The time-specific eGRM also provides new insight into the limitation of the canonical GRM method. In our single-population simulation, the correlation between each time-specific eGRM that we examined and the canonical GRM (Kobs) increases monotonically backward in time because the allelic ages of observed SNPs are generally much older (mean age of 12,872 generations; Figures S6A and S6D). In our grid structure simulations, due to smaller population sizes and stronger genetic drift, the common SNPs are much younger (mean age of 2,089 generations), resulting in Kobs having the highest correlation with time-specific eGRM between 2,000 and 3,000 generations ago (Figures S6B and S6D). The correlation with time-specific eGRM decreased going further back in time, most likely due to older variants becoming fixed in the population and thus being excluded from Kobs computation. The expansion into multiple demes only occurred 100 generations ago, but because the allelic ages of observed SNPs used to construct Kobs generally predated this event (Figure S6D), individually these SNPs contained little information for the recent structure. Taken together, these results indicate that the canonical GRM provides a coarse measure of relatedness in which older, common SNPs are enriched, while the eGRM and time-specific eGRM provide a more fine-grained measure of relatedness at different time points.
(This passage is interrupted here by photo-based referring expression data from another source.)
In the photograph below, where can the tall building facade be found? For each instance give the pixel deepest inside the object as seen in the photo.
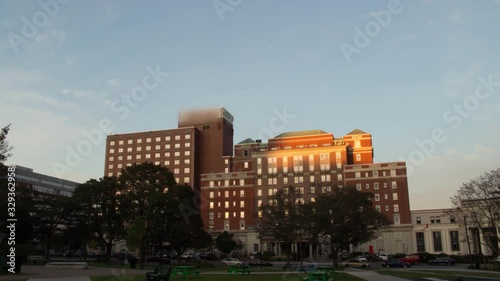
(233, 184)
(202, 139)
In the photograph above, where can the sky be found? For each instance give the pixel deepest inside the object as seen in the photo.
(423, 77)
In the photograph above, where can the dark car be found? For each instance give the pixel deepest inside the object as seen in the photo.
(257, 262)
(442, 260)
(395, 263)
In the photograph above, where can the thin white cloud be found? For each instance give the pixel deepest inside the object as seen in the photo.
(408, 37)
(72, 60)
(455, 17)
(114, 82)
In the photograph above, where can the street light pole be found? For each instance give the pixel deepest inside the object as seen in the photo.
(467, 237)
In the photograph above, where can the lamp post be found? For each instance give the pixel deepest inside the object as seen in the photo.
(467, 237)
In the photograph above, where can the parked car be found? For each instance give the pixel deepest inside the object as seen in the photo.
(361, 258)
(383, 257)
(355, 263)
(395, 263)
(231, 261)
(258, 262)
(442, 260)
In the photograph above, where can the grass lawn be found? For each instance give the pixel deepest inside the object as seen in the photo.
(227, 277)
(409, 274)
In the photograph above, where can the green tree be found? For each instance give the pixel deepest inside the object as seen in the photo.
(183, 222)
(282, 218)
(5, 148)
(346, 217)
(225, 242)
(477, 203)
(97, 207)
(144, 195)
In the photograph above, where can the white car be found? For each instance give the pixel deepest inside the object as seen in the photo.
(383, 257)
(231, 261)
(361, 259)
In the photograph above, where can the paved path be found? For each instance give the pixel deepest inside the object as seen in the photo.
(371, 275)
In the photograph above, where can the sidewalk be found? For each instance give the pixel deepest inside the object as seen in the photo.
(371, 275)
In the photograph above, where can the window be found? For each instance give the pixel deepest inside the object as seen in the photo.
(455, 243)
(394, 196)
(420, 242)
(452, 219)
(436, 237)
(396, 219)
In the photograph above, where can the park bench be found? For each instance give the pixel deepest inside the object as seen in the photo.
(36, 259)
(161, 272)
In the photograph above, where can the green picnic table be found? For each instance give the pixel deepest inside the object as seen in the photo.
(235, 269)
(186, 270)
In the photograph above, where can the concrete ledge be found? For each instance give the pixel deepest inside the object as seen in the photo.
(68, 265)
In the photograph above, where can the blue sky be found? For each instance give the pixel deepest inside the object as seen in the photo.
(256, 58)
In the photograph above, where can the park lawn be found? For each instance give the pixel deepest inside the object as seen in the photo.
(409, 274)
(227, 277)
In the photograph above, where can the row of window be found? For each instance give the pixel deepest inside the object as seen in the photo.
(299, 179)
(226, 182)
(387, 208)
(226, 204)
(435, 219)
(148, 156)
(226, 193)
(211, 224)
(375, 174)
(148, 148)
(148, 140)
(437, 241)
(376, 185)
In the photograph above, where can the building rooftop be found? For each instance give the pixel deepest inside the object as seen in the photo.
(301, 133)
(357, 132)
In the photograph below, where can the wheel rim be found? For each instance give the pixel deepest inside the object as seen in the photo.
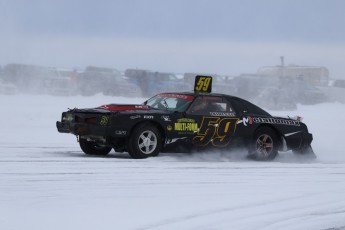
(147, 142)
(264, 145)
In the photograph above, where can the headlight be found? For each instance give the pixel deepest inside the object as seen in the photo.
(67, 117)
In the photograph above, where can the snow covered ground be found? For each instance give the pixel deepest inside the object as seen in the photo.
(47, 183)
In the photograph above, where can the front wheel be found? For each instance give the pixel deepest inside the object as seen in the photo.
(265, 145)
(145, 141)
(305, 151)
(93, 148)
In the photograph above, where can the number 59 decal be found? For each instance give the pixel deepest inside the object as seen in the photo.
(203, 84)
(216, 130)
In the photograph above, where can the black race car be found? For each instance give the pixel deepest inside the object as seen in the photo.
(185, 121)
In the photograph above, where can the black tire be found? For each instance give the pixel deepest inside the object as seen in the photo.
(265, 145)
(93, 148)
(306, 152)
(145, 141)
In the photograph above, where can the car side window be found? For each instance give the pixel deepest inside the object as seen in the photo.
(213, 106)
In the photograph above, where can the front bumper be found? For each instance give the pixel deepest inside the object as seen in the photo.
(82, 129)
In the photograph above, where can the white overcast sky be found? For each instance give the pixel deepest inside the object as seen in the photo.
(214, 36)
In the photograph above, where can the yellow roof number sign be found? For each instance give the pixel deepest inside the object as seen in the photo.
(203, 84)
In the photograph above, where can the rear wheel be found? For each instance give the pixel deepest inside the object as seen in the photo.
(93, 148)
(145, 141)
(265, 145)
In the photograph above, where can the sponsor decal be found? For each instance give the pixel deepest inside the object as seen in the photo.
(120, 132)
(104, 120)
(166, 118)
(246, 120)
(141, 107)
(290, 134)
(135, 117)
(215, 130)
(203, 84)
(186, 125)
(276, 121)
(182, 96)
(222, 114)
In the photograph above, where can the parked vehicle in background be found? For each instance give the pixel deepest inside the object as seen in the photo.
(28, 78)
(107, 81)
(337, 91)
(153, 82)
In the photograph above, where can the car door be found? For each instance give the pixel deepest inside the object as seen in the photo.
(215, 121)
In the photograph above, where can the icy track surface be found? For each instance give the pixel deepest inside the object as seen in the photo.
(47, 183)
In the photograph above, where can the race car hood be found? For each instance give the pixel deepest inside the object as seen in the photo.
(122, 107)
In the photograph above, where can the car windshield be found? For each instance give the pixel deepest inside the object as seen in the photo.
(170, 102)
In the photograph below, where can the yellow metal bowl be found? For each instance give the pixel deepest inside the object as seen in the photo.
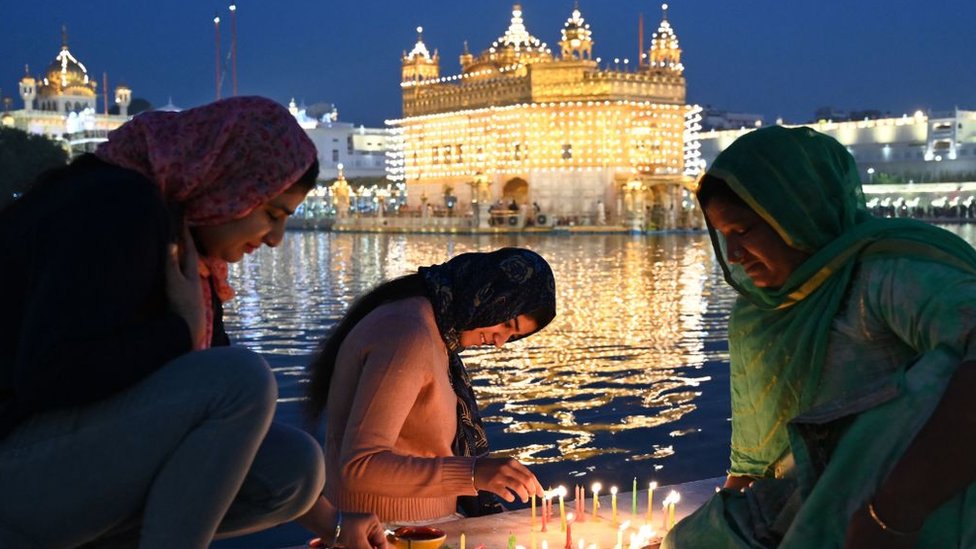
(418, 537)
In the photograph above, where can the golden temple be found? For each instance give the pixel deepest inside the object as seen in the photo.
(567, 137)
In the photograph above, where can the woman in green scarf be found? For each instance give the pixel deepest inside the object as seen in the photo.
(851, 351)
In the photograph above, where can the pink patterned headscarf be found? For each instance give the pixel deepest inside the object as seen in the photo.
(219, 162)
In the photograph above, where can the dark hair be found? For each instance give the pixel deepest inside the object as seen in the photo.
(323, 365)
(711, 188)
(308, 179)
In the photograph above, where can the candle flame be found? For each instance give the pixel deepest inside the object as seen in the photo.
(673, 497)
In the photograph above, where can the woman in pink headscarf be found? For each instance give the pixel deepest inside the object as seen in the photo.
(124, 415)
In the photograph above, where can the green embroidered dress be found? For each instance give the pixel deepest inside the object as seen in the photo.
(833, 374)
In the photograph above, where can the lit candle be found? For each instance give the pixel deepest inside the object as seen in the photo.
(620, 534)
(650, 501)
(677, 498)
(596, 500)
(562, 508)
(533, 512)
(613, 504)
(668, 510)
(569, 531)
(633, 500)
(582, 515)
(545, 499)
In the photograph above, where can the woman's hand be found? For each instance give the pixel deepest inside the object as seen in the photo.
(361, 531)
(183, 288)
(863, 531)
(507, 478)
(738, 482)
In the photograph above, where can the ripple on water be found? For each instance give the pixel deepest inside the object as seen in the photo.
(630, 378)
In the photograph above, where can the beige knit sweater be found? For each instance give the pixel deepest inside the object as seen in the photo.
(391, 419)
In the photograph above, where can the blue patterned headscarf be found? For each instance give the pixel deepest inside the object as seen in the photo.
(476, 290)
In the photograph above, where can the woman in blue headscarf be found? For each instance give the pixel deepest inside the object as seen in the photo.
(404, 437)
(853, 359)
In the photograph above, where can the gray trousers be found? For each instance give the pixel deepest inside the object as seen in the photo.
(186, 454)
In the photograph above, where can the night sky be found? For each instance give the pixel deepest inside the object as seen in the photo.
(778, 58)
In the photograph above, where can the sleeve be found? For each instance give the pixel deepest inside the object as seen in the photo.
(925, 304)
(97, 320)
(394, 377)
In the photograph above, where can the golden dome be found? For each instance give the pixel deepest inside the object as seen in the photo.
(66, 72)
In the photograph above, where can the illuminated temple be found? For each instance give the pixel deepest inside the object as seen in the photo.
(564, 136)
(62, 104)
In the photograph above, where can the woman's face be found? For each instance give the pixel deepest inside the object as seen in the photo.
(499, 334)
(264, 225)
(751, 242)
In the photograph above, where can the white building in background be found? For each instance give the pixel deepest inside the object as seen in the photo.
(361, 151)
(717, 119)
(922, 148)
(62, 105)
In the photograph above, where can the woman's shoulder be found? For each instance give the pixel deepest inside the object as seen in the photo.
(412, 315)
(397, 322)
(89, 183)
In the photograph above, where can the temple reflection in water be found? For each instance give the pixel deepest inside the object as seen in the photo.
(630, 376)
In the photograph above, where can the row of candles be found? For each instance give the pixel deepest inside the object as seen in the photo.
(637, 539)
(580, 500)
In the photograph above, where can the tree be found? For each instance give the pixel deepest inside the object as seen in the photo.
(23, 157)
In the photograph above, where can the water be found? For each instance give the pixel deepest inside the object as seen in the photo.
(630, 379)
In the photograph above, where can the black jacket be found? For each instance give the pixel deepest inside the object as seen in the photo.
(83, 308)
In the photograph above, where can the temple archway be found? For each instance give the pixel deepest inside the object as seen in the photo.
(516, 189)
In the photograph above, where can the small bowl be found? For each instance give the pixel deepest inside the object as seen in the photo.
(418, 537)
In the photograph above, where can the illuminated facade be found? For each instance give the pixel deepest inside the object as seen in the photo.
(519, 123)
(62, 105)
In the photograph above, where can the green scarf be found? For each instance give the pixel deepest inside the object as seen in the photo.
(806, 186)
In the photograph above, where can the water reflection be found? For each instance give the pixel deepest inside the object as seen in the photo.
(630, 375)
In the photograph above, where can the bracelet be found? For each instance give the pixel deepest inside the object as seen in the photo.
(335, 539)
(884, 526)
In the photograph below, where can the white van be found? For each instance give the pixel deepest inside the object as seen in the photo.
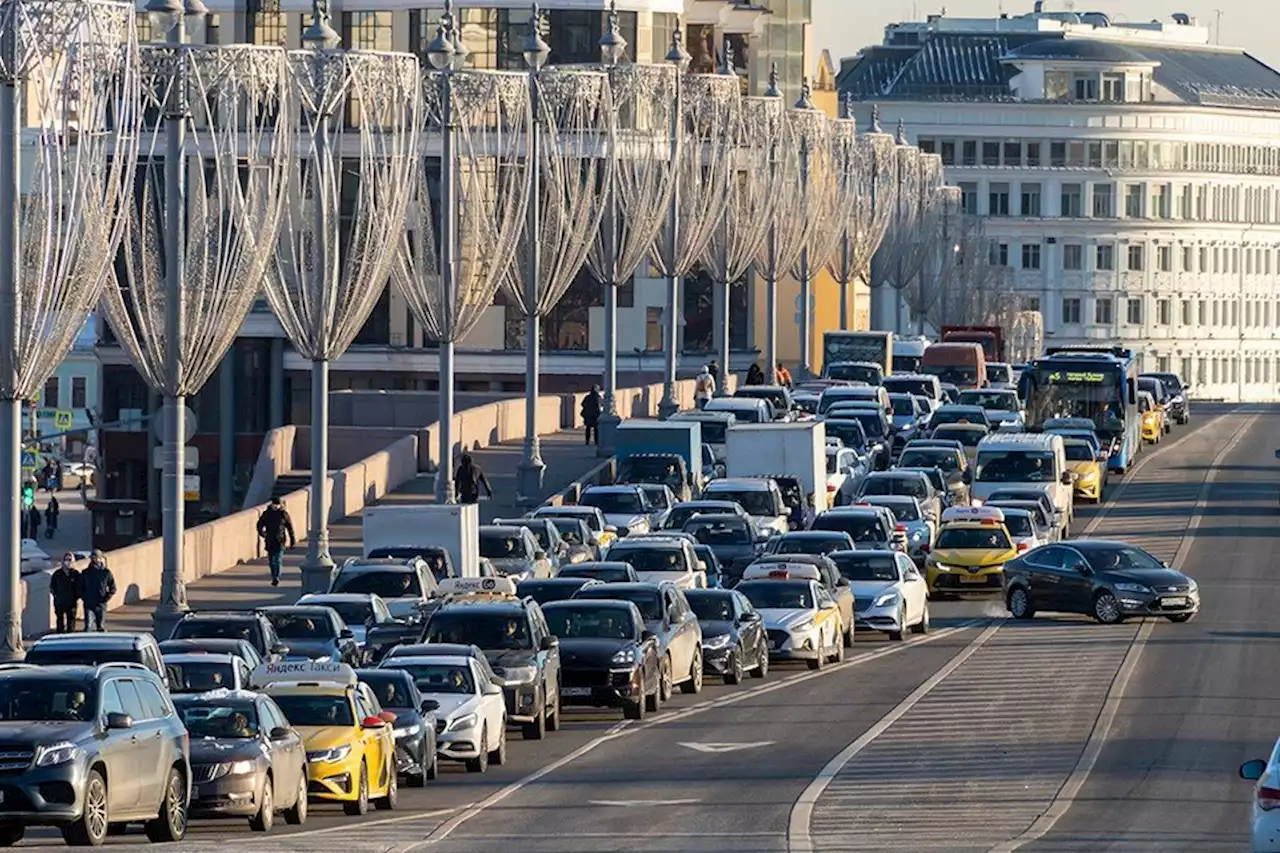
(1025, 460)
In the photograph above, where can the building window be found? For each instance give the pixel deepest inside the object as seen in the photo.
(1102, 310)
(1070, 310)
(1073, 256)
(997, 200)
(1031, 200)
(1031, 255)
(1133, 311)
(1072, 204)
(1104, 258)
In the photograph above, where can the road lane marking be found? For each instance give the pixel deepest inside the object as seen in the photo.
(444, 830)
(1092, 751)
(799, 839)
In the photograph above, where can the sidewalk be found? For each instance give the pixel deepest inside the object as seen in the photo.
(250, 584)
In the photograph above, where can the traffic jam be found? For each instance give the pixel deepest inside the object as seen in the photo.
(771, 528)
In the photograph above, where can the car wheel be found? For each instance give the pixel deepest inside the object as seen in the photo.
(480, 762)
(1020, 603)
(1106, 609)
(392, 799)
(265, 817)
(297, 815)
(695, 674)
(170, 824)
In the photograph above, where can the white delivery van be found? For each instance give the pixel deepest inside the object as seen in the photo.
(1025, 461)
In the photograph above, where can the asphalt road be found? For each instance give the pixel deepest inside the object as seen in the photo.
(984, 735)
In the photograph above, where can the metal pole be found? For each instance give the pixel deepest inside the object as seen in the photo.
(173, 584)
(531, 466)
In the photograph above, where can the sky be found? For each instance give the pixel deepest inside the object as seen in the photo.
(846, 26)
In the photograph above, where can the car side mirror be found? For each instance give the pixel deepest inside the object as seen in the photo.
(1253, 770)
(119, 721)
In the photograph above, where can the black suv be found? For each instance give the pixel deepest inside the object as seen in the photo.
(513, 634)
(87, 747)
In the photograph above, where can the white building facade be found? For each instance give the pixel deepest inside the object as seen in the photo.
(1129, 176)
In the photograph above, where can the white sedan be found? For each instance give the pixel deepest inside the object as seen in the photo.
(1266, 801)
(472, 707)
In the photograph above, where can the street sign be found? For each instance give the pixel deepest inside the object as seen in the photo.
(190, 457)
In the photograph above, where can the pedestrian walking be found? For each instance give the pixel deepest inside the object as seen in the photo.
(275, 527)
(704, 387)
(65, 588)
(467, 480)
(97, 588)
(592, 406)
(51, 518)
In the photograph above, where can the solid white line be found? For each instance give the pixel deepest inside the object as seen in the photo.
(798, 826)
(1088, 760)
(448, 828)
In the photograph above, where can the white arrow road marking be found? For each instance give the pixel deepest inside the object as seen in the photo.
(727, 747)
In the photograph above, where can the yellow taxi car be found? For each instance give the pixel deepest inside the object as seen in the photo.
(350, 742)
(970, 552)
(1152, 418)
(1091, 474)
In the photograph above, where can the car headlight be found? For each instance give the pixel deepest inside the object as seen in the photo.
(329, 756)
(465, 721)
(56, 753)
(520, 674)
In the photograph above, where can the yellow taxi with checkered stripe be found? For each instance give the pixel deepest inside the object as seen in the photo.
(970, 552)
(800, 617)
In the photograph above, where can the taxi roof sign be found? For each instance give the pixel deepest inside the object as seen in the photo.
(304, 671)
(982, 514)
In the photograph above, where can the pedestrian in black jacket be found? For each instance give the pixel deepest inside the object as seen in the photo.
(97, 588)
(275, 527)
(64, 585)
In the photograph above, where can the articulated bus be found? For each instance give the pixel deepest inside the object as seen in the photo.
(1100, 383)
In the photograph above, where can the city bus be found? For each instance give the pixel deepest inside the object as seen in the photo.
(1100, 383)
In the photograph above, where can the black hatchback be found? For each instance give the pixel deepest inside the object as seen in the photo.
(1109, 580)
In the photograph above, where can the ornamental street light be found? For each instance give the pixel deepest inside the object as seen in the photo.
(62, 232)
(333, 265)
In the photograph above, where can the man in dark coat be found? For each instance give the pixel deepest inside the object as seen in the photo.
(275, 527)
(97, 588)
(64, 587)
(592, 414)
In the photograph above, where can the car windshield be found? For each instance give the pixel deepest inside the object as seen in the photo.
(938, 457)
(199, 676)
(754, 502)
(860, 528)
(721, 533)
(649, 559)
(647, 600)
(712, 606)
(209, 720)
(487, 630)
(385, 584)
(777, 594)
(1120, 557)
(977, 538)
(865, 566)
(590, 623)
(40, 699)
(501, 544)
(304, 625)
(613, 502)
(312, 710)
(440, 678)
(1014, 466)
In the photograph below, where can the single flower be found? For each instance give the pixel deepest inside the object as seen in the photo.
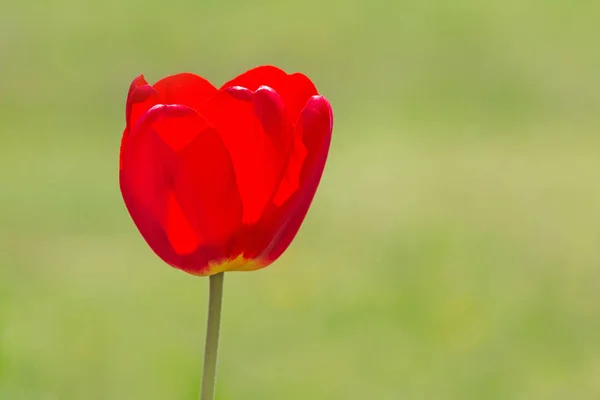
(221, 179)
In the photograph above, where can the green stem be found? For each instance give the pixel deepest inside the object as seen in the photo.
(209, 374)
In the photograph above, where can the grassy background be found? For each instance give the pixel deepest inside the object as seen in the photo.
(451, 252)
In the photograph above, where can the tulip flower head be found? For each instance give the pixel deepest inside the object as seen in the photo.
(221, 179)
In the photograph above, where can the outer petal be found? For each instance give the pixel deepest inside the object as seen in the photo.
(294, 89)
(186, 89)
(179, 186)
(316, 125)
(268, 239)
(255, 129)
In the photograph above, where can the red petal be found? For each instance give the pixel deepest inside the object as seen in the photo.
(179, 186)
(205, 184)
(256, 131)
(294, 89)
(186, 89)
(315, 127)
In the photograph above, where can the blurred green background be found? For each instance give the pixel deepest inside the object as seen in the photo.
(451, 251)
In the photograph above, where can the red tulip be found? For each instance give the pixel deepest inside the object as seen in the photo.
(221, 179)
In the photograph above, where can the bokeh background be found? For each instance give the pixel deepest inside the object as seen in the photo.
(451, 251)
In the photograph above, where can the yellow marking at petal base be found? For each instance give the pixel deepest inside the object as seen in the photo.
(236, 264)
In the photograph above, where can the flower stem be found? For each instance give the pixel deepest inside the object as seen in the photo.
(209, 374)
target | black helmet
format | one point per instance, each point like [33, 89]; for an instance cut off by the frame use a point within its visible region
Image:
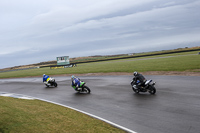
[135, 73]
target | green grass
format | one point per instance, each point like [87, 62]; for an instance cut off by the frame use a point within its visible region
[34, 116]
[189, 61]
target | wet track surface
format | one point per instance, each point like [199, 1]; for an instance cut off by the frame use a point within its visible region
[175, 108]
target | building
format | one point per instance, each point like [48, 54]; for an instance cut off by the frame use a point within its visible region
[64, 60]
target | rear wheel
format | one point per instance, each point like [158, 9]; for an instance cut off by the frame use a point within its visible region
[47, 85]
[86, 89]
[152, 90]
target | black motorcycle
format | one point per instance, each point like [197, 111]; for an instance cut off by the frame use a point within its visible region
[147, 87]
[51, 82]
[83, 88]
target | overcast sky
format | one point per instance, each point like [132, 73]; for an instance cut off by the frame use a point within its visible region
[32, 31]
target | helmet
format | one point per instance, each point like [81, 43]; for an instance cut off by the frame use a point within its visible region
[72, 77]
[135, 73]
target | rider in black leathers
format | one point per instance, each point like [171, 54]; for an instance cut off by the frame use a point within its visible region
[139, 79]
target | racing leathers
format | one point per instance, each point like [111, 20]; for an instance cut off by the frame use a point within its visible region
[76, 83]
[139, 79]
[46, 79]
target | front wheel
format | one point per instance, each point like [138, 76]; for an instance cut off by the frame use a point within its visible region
[152, 90]
[86, 89]
[55, 84]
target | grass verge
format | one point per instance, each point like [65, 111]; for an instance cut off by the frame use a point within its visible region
[19, 115]
[189, 61]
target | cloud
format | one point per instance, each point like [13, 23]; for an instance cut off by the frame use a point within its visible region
[91, 27]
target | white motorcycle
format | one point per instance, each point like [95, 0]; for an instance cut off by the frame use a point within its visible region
[51, 82]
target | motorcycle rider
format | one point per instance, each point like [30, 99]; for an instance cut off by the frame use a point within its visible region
[46, 78]
[75, 83]
[139, 79]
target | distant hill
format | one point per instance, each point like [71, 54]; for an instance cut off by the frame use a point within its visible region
[100, 57]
eGRM improves prediction of geographical pattern in empirical data
We evaluated the ability of eGRM to detect population structure in real world data by applying the framework to the genotyping array data of a Finnish cohort, FinMetSeq. We computed the canonical GRM and EKrelate on the basis of 208,681 SNPs with minor allele frequency > 1% genotyped on 2,644 individuals with both parents born in the same municipality in Finland27 (material and methods). Using parental birthplaces as population labels, we found PCA of EKrelate was able to identify patterns of structure (SI = 0.52; Figure 4A), whereas the canonical GRM displayed mild separation between individuals with recent ancestry along differing regions of Finland (SI = 0.39; Figure 4A). Lower-order PCs computed from EKrelate revealed additional structure not matched by Kobs (SI = 0.47 versus SI = 0.29 for PC3–PC6; Figure S7). Notably, the first two PCs of EKrelate were explained in part by individuals with both parents born in the surrendered Karelia (magenta color in Figure 4). Similar to our simulated results, when we applied UMAP to top PCs, we observed improved resolution of fine-scale structure; UMAP based on EKrelate continues to be more informative of the fine-scale structure within Finland than that based on the canonical GRM, regardless of the number of PCs included in UMAP (Figure 4B). Furthermore, EKrelate, which is based on the 208,681 genotyped SNPs, performs comparably, if not better, than the canonical GRM based on 17 million imputed SNPs from the TOPMed Imputation Server (Figure S8). Our results therefore suggest that the eGRM framework would potentially elucidate greater details of fine-scale structure for understudied populations that are poorly imputed because of a lack of representation in available imputation reference panels.
Figure 4.
Clustering analysis based on eGRM revealed novel population structure in the population of Northern and Eastern Finland
(A) PCA and PCA + UMAP based on either Kobs or EKrelate are shown. A map of Finland with regions colored is provided for reference. Main geographical locations referenced in the text are labeled (surrendered Karelia colored in magenta, Lapland colored in red, Turku-Pori colored in light green, and Vassa colored in light blue). Scatterplot of the first two features of UMAP transformation was based on the first 24 and 58 components of PCA of Kobs and EKrelate, respectively. These numbers were chosen as they respectively are the number of components at which the separation index (SI) is maximized after applying the UMAP transformation.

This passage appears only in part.